Toebra wrote:Fueled by Caffeine wrote: Cheap strollers suck. Expensive strollers are stupid expensive. Buy a good midrange one.and get it second hand Buy your wife a breast pump, get a nice one. Get a new one, because a used breast pump, man that is just wrong.
Used breast pumps are fine. Just buy new hardware for them (tubing, membranes, etc.) as those are wear items.
Also check with your insurance as they will often pay for a new one anyway.
We had one given to us by a friend and we got a new one. The new one is a backpack version which travels a little better and the other stays at home. Both are the same brand and use the same supplies which is pretty handy.
In reply to JohnRW1621:
Congratulations sir! All mine came home this way. The last two were 1 hr notice newborns...

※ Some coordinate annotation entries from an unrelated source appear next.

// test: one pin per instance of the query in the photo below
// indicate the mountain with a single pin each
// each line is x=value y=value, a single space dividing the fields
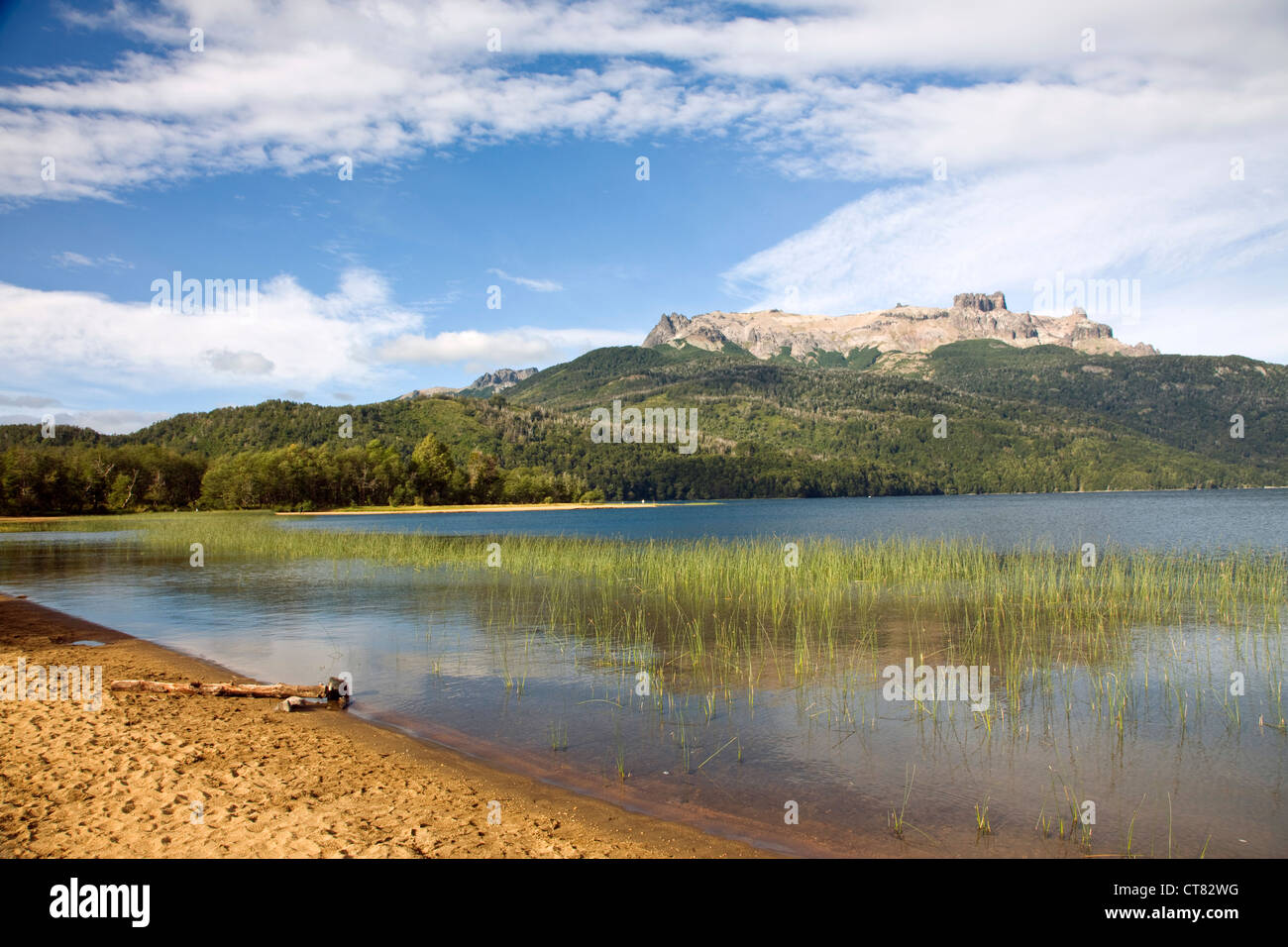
x=487 y=382
x=500 y=379
x=1019 y=419
x=905 y=329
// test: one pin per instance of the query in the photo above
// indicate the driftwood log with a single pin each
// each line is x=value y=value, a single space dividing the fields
x=230 y=689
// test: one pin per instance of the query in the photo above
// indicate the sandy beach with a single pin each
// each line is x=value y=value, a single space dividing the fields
x=123 y=781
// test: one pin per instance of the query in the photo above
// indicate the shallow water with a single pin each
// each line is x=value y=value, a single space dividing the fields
x=446 y=660
x=1205 y=519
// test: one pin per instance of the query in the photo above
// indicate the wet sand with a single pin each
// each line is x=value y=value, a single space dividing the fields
x=121 y=781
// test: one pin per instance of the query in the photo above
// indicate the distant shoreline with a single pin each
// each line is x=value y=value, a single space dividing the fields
x=481 y=508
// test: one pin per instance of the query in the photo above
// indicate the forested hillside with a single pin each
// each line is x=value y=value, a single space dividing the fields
x=1038 y=419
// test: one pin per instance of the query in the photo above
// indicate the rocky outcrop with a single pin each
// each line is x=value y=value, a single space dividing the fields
x=666 y=329
x=978 y=300
x=903 y=329
x=500 y=379
x=492 y=380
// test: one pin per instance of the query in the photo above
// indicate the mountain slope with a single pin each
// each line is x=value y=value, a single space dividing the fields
x=905 y=329
x=1039 y=418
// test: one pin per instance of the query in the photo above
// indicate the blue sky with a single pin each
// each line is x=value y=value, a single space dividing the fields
x=778 y=176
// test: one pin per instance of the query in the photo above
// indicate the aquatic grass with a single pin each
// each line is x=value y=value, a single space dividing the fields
x=898 y=817
x=708 y=617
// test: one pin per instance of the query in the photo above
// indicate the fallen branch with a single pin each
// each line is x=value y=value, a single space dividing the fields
x=230 y=689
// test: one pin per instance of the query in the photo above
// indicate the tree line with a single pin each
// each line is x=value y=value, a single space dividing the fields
x=94 y=478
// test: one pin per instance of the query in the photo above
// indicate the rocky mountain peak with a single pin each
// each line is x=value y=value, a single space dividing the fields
x=902 y=329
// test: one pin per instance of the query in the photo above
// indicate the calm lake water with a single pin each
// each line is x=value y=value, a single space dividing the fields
x=445 y=660
x=1171 y=519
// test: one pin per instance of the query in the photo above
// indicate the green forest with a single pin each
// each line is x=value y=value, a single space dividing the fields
x=1016 y=420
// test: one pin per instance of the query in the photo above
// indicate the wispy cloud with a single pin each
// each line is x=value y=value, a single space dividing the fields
x=71 y=261
x=866 y=91
x=526 y=344
x=535 y=285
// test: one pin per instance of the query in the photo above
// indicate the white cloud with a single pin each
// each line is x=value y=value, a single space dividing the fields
x=104 y=421
x=874 y=90
x=526 y=344
x=1171 y=218
x=294 y=337
x=68 y=260
x=535 y=285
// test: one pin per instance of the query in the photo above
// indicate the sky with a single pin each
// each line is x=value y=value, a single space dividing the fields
x=413 y=193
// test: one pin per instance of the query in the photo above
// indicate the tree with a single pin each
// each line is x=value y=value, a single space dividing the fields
x=432 y=471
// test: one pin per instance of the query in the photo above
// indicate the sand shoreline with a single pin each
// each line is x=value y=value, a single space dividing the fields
x=132 y=779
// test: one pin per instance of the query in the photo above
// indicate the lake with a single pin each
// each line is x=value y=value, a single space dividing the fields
x=1142 y=728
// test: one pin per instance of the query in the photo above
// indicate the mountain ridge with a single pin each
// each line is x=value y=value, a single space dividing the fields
x=768 y=334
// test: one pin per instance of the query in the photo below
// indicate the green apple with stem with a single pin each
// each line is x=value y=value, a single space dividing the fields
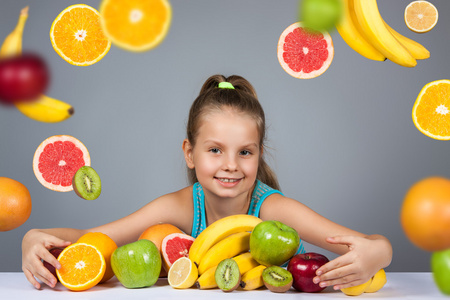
x=440 y=267
x=137 y=264
x=273 y=243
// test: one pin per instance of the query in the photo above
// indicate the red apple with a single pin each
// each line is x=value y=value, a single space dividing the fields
x=22 y=78
x=55 y=252
x=303 y=268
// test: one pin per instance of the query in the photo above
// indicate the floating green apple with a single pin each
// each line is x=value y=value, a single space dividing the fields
x=137 y=264
x=273 y=243
x=440 y=266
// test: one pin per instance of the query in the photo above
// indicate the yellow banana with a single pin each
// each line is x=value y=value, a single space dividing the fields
x=245 y=262
x=252 y=279
x=44 y=109
x=12 y=45
x=348 y=28
x=218 y=231
x=376 y=32
x=417 y=50
x=226 y=248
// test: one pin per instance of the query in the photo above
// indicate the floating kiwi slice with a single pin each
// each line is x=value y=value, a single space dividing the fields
x=277 y=279
x=86 y=183
x=227 y=275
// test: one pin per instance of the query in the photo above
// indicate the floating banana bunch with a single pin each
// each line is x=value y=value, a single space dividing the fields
x=218 y=231
x=365 y=31
x=44 y=109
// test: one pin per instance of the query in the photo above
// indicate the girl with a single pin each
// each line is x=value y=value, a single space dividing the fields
x=224 y=154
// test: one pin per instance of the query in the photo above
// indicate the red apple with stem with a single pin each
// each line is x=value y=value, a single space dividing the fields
x=303 y=268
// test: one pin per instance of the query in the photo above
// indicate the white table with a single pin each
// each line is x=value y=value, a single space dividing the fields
x=398 y=286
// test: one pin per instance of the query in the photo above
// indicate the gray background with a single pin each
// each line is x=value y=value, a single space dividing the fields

The suction bulb or powered suction device is a must have and really cheap. Bulb sucking the vomit blockage out of a newborn childs airway is far superior to using your mouth over their nose/mouth. Ask me how I know.
ProDarwin wrote: Just use room temp milk and you wont have a need for a bottle warmer, or an upset monster child when you have to give them cold milk/formula at a restaurant.
This is great advice for formula, but my brain is still wired to treat breast milk as a precious commodity NOT to be wasted or treated lightly in any way. I may have some residual PTSD from Mrs. Deuce and the hormonal sleep deprived pumping years. I take the comfort and mental stability of anyone hooked to a milking machine very seriously.
Edit: and don't actually call it a milking machine. Even if that's what it is, you shouldn't do that.
We went through this last year. There have been a ton of good suggestions already, but I'll add two.
Have a diaper party. Invite your buddies over for a night of drinking and ask them all to bring a pack of diapers. Mine was fun and we had diapers on hand for months!
Get Amazon Prime if you don't already have it. I have found that they beat the prices of local places on diapers, which you can subscribe
One more thing: some of this advice is for you (changing pad, stroller) and some is for the baby (sling carrier, white noise.) I'm sure you can figure this out for yourself, but, just for the record, you don't know what your baby likes yet. Once she arrives, she will let you know, if you're paying attention and open to suggestions from your boss. And I mean she will let you know what she likes starting at Hour One. (Even Minute One, if you count the tiny litle wail that means "Damn, it's cold and loud and bright out here! This sucks!") Some babies like to ride in their sling carriers facing in; other babies insist on facing out so they can see more stuff. Your Munchkin May Vary.
Tiger Mom has gotten a kick out of this thread.
She also agrees, women and baby showers will take care of the soft stuff. Your job is the hard stuff (furniture and minivan).
An aside from me: I've watched several deliveries now. When it's your spouse squeezing one out it's different. Focus on her head, stay close to her head, hold her hand. Do not look down. If you do you'll be tempted to share your "observations" later and she will not appreciate that.
Eyes up, hold hand, be positive and supportive.
I just had my third. As far as stuff goes, I'm a big fan of the basics:
Crib Car seat Stroller (we have the kind where the car seat clicks into it) Backpack (someone else said it, but don't bother with special purpose baby bag. A $15 backpack we bought has served us VERY well through three kids back to back to back) I like having a changing table.
That's about it for what you need.
I have two (and only two, although rather broad) pieces of baby advice:
Don't buy new: the baby doesn't care and you'll only use whatever it is you're getting for a little while. Buying new is burning money.
Just do it. Whatever it is. Change the diaper. Clean up the spit up. Wash the clothes. Hold the baby. Whatever. Don't fight it, don't put it off, don't ask the wife to do it (she'll do it all plenty on her own). It'll make the whole experience a lot more pleasant if you don't fight it (I've know many a man to do so). Doesn't mean that you'll love getting up a 3 am to change a poopy diaper, but just accept it for what it is and move on.
And congratulations! Like all things worth doing, having a kid can be challenging, but I love it!